The backcourt pairing widely projected in the starting line-up for the forthcoming season are Isaiah Thomas and Avery Bradley. Boston also boasts a wealth of options elsewhere in the reserve guard spots, with Terry Rozier, R.J. Hunter and rookie Demetrius Jackson also hoping to break into Brad Stevens’ rotation. Smart finds himself somewhere in-between.

The Texas native averaged 9.1 points, 4.2 rebounds and 3 assists over 27.3 minutes per game last year. Those numbers were relatively close to that of last year’s sixth man Turner, who played only one more minute than the former Oklahoma State standout.

There can be no doubt that Turner made a huge difference for the Celtics when he entered games. In a second unit that lacked players that could create their own shot, Turner specialised in just that. When offenses would break down, his teammates could dump the ball into his hands, allowing him to go to work as the shot clock runs down.
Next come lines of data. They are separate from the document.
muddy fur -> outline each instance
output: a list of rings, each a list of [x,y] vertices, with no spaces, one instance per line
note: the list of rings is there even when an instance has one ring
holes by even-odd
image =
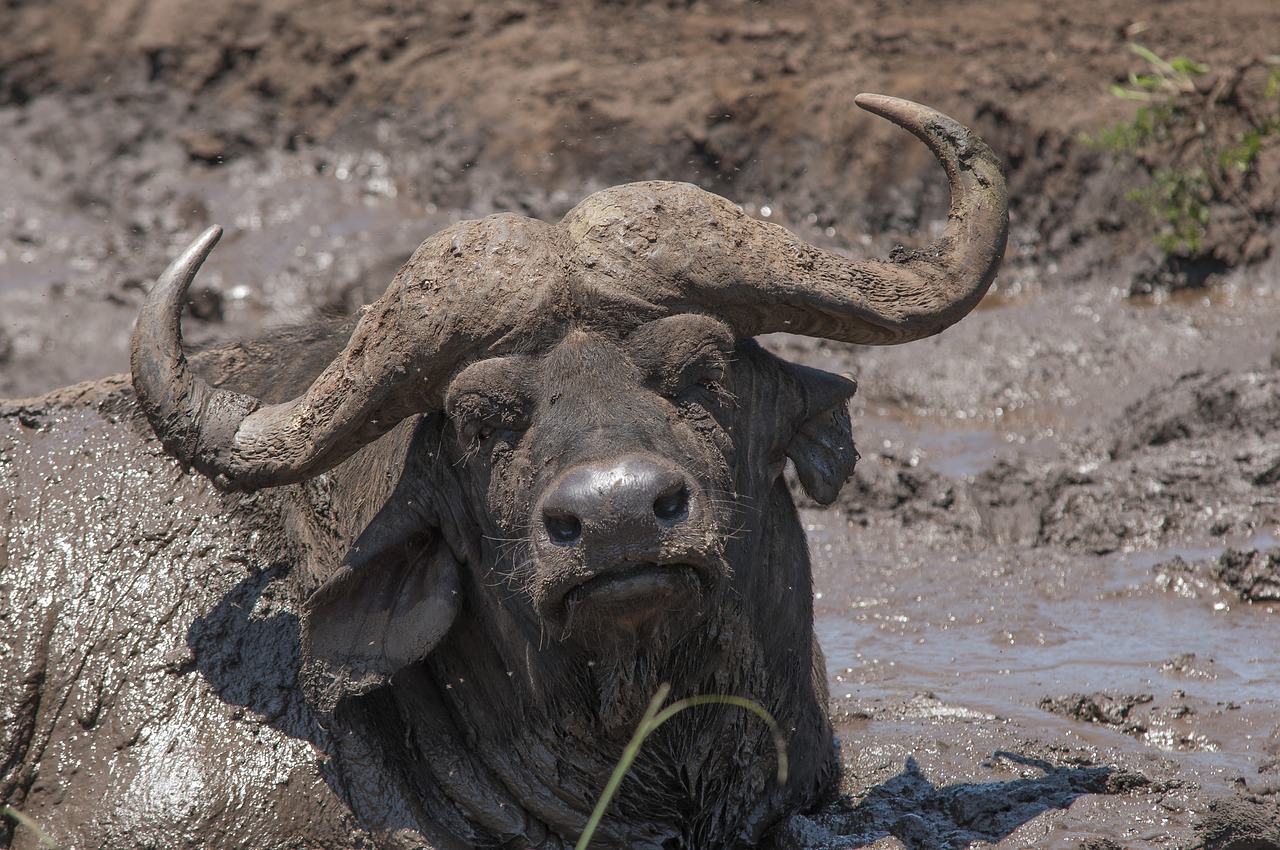
[[[833,788],[808,559],[780,473],[792,435],[843,410],[853,386],[754,343],[734,347],[705,317],[655,324],[646,333],[671,343],[663,362],[651,348],[632,355],[625,340],[573,331],[544,357],[522,356],[519,386],[500,363],[464,369],[449,390],[454,415],[417,426],[396,493],[362,538],[395,542],[378,552],[357,543],[308,604],[313,702],[332,708],[339,740],[402,751],[392,769],[406,793],[467,845],[570,846],[663,683],[673,698],[733,694],[765,706],[786,730],[790,778],[776,786],[772,739],[757,718],[691,710],[646,745],[598,846],[747,845]],[[508,427],[478,431],[481,415]],[[837,441],[847,441],[845,423]],[[592,619],[585,600],[557,617],[546,588],[597,567],[559,557],[536,530],[539,494],[616,445],[689,470],[692,501],[707,503],[694,528],[662,543],[703,571],[688,571],[685,600],[659,603],[634,632]],[[852,444],[841,450],[847,473],[856,455]],[[399,542],[405,529],[411,546]],[[415,560],[429,547],[436,554]],[[413,631],[380,600],[392,586],[419,588],[410,576],[424,569],[452,574],[434,585],[459,600],[434,609],[451,622],[430,645],[354,660],[370,640]],[[353,622],[378,634],[352,632]]]
[[[325,329],[290,332],[275,343],[210,350],[195,363],[217,385],[292,392],[310,379],[306,364],[323,360],[304,355],[300,345],[323,348],[334,338]],[[664,346],[637,353],[631,345],[637,338]],[[810,810],[833,792],[838,770],[813,636],[808,556],[781,473],[790,454],[812,480],[820,470],[836,470],[831,474],[840,480],[824,487],[838,489],[856,457],[844,413],[852,382],[792,366],[751,341],[734,343],[716,320],[697,315],[662,319],[629,335],[573,329],[549,351],[527,352],[517,362],[514,371],[489,361],[459,373],[450,398],[483,397],[480,407],[459,401],[456,409],[464,412],[456,418],[436,413],[406,421],[329,473],[252,497],[219,494],[177,470],[145,437],[119,380],[0,409],[0,422],[13,431],[0,449],[20,459],[0,493],[7,510],[30,510],[36,489],[24,482],[45,474],[41,464],[87,464],[87,473],[58,473],[64,477],[111,471],[92,465],[91,458],[107,456],[102,450],[80,461],[58,448],[85,427],[77,424],[82,417],[110,418],[110,425],[88,426],[101,431],[92,445],[114,446],[140,480],[154,477],[146,470],[156,464],[176,476],[169,496],[151,484],[110,502],[86,493],[86,519],[70,519],[68,527],[90,535],[116,527],[134,533],[110,511],[128,513],[137,503],[150,513],[134,523],[166,515],[175,528],[196,530],[163,536],[170,542],[155,555],[130,554],[120,544],[106,549],[121,552],[140,576],[167,569],[167,580],[187,588],[167,592],[181,600],[183,613],[172,622],[162,616],[174,634],[157,641],[163,648],[176,639],[181,648],[163,650],[173,658],[165,662],[170,666],[157,668],[158,677],[139,675],[125,691],[149,689],[151,702],[172,706],[194,699],[198,716],[209,718],[203,725],[212,738],[198,745],[203,755],[170,752],[168,769],[235,758],[258,766],[253,770],[290,770],[296,777],[264,796],[260,811],[237,815],[244,819],[227,833],[236,846],[292,846],[293,821],[276,817],[273,806],[314,821],[307,833],[318,836],[317,846],[400,846],[401,839],[438,848],[572,846],[663,683],[672,685],[673,699],[733,694],[764,706],[786,738],[790,776],[777,784],[773,739],[754,715],[721,706],[686,711],[646,744],[594,846],[753,845],[790,813]],[[601,376],[608,390],[586,398]],[[498,415],[511,426],[505,432],[470,424],[473,410],[492,413],[515,403],[528,410],[521,428],[506,413]],[[801,432],[806,436],[796,439]],[[573,433],[584,436],[574,440]],[[592,614],[588,594],[569,619],[549,621],[555,606],[540,601],[538,576],[550,574],[544,584],[554,585],[594,567],[557,557],[563,553],[534,539],[538,494],[619,443],[689,470],[685,524],[693,530],[677,528],[663,544],[678,562],[700,565],[676,570],[680,596],[689,601],[645,607],[647,596],[632,596],[639,613],[611,633],[610,612],[621,609],[606,602],[603,613]],[[50,453],[42,459],[46,445]],[[843,463],[829,456],[833,451]],[[105,518],[92,518],[100,514]],[[204,542],[200,529],[221,525],[226,531],[212,532],[219,542]],[[179,565],[153,562],[180,541]],[[23,565],[14,579],[18,604],[41,592],[47,580],[41,570],[61,569],[58,582],[78,575],[79,562],[58,567],[62,561],[47,553],[23,554],[38,543],[8,544],[18,547],[14,557]],[[630,563],[631,555],[619,557]],[[83,561],[84,581],[101,572],[95,563]],[[115,604],[112,598],[102,600]],[[31,672],[37,679],[63,654],[105,640],[95,636],[104,624],[92,609],[87,620],[34,601],[19,610],[11,651],[44,659]],[[147,610],[139,608],[138,616],[150,616]],[[41,612],[49,617],[27,624]],[[121,675],[113,666],[103,669]],[[161,696],[165,688],[188,696]],[[37,757],[24,754],[43,751],[41,736],[49,734],[41,731],[40,703],[29,711],[22,705],[15,708],[25,718],[16,727],[21,734],[5,745],[19,767]],[[129,722],[130,715],[118,713],[123,707],[77,710]],[[216,832],[229,805],[223,791],[255,787],[252,777],[225,789],[148,785],[149,742],[185,728],[183,717],[167,711],[144,721],[142,743],[123,744],[116,757],[126,766],[114,769],[135,776],[140,793],[154,802],[80,820],[77,843],[119,846],[135,836],[149,846],[186,846],[189,834]],[[193,743],[204,734],[180,733]],[[269,755],[260,758],[264,747]],[[309,747],[323,753],[319,761],[306,755]],[[93,764],[85,765],[79,769],[92,775]],[[7,778],[6,795],[20,803],[38,792],[34,776]],[[189,803],[165,802],[166,794],[186,799],[185,789]],[[211,842],[206,846],[223,846]]]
Although Smart doesn’t possess the same style of free-flowing offensive game, he does have the ability to use his strength against certain defenders in one-on-one scenarios. It is also expected that the addition of the versatile center Al Horford will lessen the need for the aforementioned types of plays, as he will work as a linchpin for the offense when on the floor.

As one of the most ferocious, physically gifted young perimeter defenders in the league, Smart offers something different for the team’s second unit. He can also guard multiple positions, creating match up nightmares for the opposition when he comes onto the court.

Speaking during media day on Monday, Smart made it clear that he is willing to take on any role to help the team, as per Mike Petraglia of WEEI's Green Street:

“If that’s what this team needs me to do, then that’s the role I’ll take,” Smart said. “With the absence of Evan, he’s going to be missed here. The things he brought to the team, he created his own jump shot. He created for others. Everybody else understands the role that he left us with and we have to step up as a team, I have to step up as an individual, but this team has to step up. And there’s a lot of players.

“We’ve got guys coming off the bench like Terry Rozier, who’s been real good in the offseason. And as you guys saw in the summer league, he’s been playing his butt off. Everybody has to step up and everybody understands that.”

The third-year guard went on to explain the elements of his game that he needs to improve:

“My decision-making, coming off ball-screens, working to get into the lane and finishing. And as everybody knows, still working on my jump-shot and becoming a more consistent shooter,” Smart said. “As I get in the paint, different looks [coaches] have been thrown at me. Working with these coaches, they throw different looks. If a guy does this, make this read. This read is that read what this happens and things like that.”

As for how far he thinks this team can go, Smart believes that Boston can go toe-to-toe with anyone in the NBA:

“We’re right there. We have the right pieces,” Smart said. “Any team can be beaten on any given night. We’ve just got to come out, as long as we believe in ourselves and stick together, anything is possible for this team.”

If the role of sixth man is given to Smart, it could be a responsibility that he relishes as he attempts to help take Boston to the next level.